GetData¶

class gydelt.gydelt.GetData[source]¶

For collecting and storing the data

read_from_file(path, seperator='\t', parse_dates=False, encoding=None, header=0)[source]¶

Read data from a saved file into a pandas DataFrame

Parameters :

path (str) : (required)

Path of the file to be read (Do not forget to add the file extension)

separator (str) : default '\t'

Delimiter to use

parse_dates (list) : default False

eg - [‘Date’] -> This column is parsed as a single Date column

encoding (str) : default None

Encoding to use for UTF when reading/writing (eg - 'ISO-8859-1')

header (int) : default 0

Determines what row in the data should be considered for the Heading (Column names)

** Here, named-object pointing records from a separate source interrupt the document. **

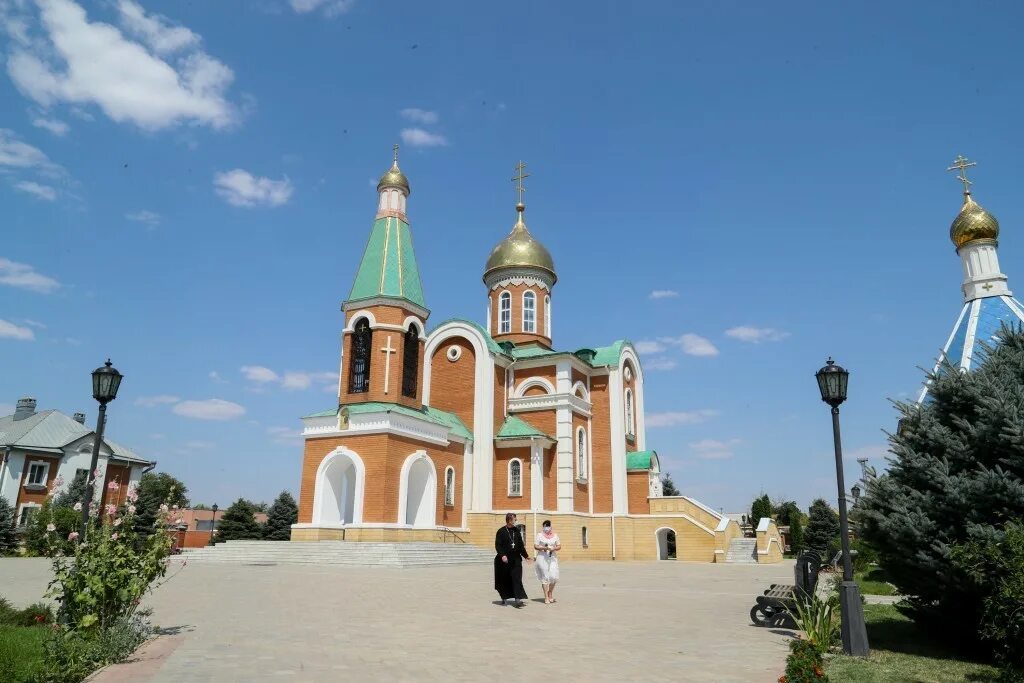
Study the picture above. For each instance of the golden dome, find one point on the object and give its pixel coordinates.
(394, 178)
(519, 249)
(972, 223)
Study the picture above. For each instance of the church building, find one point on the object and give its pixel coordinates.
(988, 303)
(437, 434)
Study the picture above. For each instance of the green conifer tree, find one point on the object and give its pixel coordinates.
(283, 514)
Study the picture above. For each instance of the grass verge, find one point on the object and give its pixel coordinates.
(901, 651)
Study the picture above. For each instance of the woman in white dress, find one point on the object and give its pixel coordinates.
(547, 561)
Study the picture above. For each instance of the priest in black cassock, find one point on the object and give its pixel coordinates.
(508, 562)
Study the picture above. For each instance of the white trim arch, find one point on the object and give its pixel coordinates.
(531, 382)
(419, 472)
(580, 390)
(344, 491)
(363, 312)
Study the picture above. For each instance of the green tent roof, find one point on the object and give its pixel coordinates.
(518, 428)
(388, 266)
(436, 416)
(639, 460)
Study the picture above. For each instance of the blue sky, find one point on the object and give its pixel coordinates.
(186, 188)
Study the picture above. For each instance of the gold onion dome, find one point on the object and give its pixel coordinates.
(972, 223)
(520, 250)
(394, 178)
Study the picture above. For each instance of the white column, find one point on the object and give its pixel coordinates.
(563, 433)
(536, 474)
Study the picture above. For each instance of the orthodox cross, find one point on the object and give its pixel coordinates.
(963, 165)
(387, 351)
(519, 177)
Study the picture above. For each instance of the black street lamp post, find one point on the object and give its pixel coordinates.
(213, 523)
(833, 382)
(105, 381)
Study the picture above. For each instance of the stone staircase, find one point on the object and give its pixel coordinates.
(742, 551)
(339, 553)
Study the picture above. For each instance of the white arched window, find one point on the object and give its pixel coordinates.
(505, 313)
(629, 413)
(582, 454)
(515, 477)
(450, 485)
(528, 311)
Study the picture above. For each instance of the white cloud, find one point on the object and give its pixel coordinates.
(259, 374)
(422, 138)
(756, 335)
(56, 127)
(331, 7)
(155, 31)
(659, 363)
(643, 347)
(11, 331)
(679, 418)
(240, 187)
(691, 344)
(871, 452)
(42, 191)
(210, 409)
(25, 276)
(160, 399)
(79, 61)
(422, 117)
(710, 449)
(148, 218)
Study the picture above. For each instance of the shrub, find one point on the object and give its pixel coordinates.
(955, 477)
(805, 664)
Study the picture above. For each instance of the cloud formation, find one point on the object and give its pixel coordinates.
(674, 419)
(418, 137)
(210, 409)
(147, 73)
(25, 276)
(756, 335)
(11, 331)
(240, 187)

If no headers are needed, pass the value of ‘header’ as ‘None’ (without the quotes)

Returns :

pandas.DataFrame: A pandas DataFrame

fire_query(project_id, fields_required=['DATE', 'Themes', 'Locations', 'Persons', 'Organizations', 'V2Tone'], is_search_criteria=False, get_stats=True, auth_file='', search_dict={}, limit=None, save_data=True)[source]¶

Fire a query on Google’s BigQuery according to your search criteria and get the data in a pandas DataFrame

Parameters :

project_id (str) : (required)

The ID of the project created on Google BigQuery, with which the query is to be executed

fields_required (list) : default ['DATE', 'Themes', 'Locations', 'Persons', 'Organizations', 'V2Tone']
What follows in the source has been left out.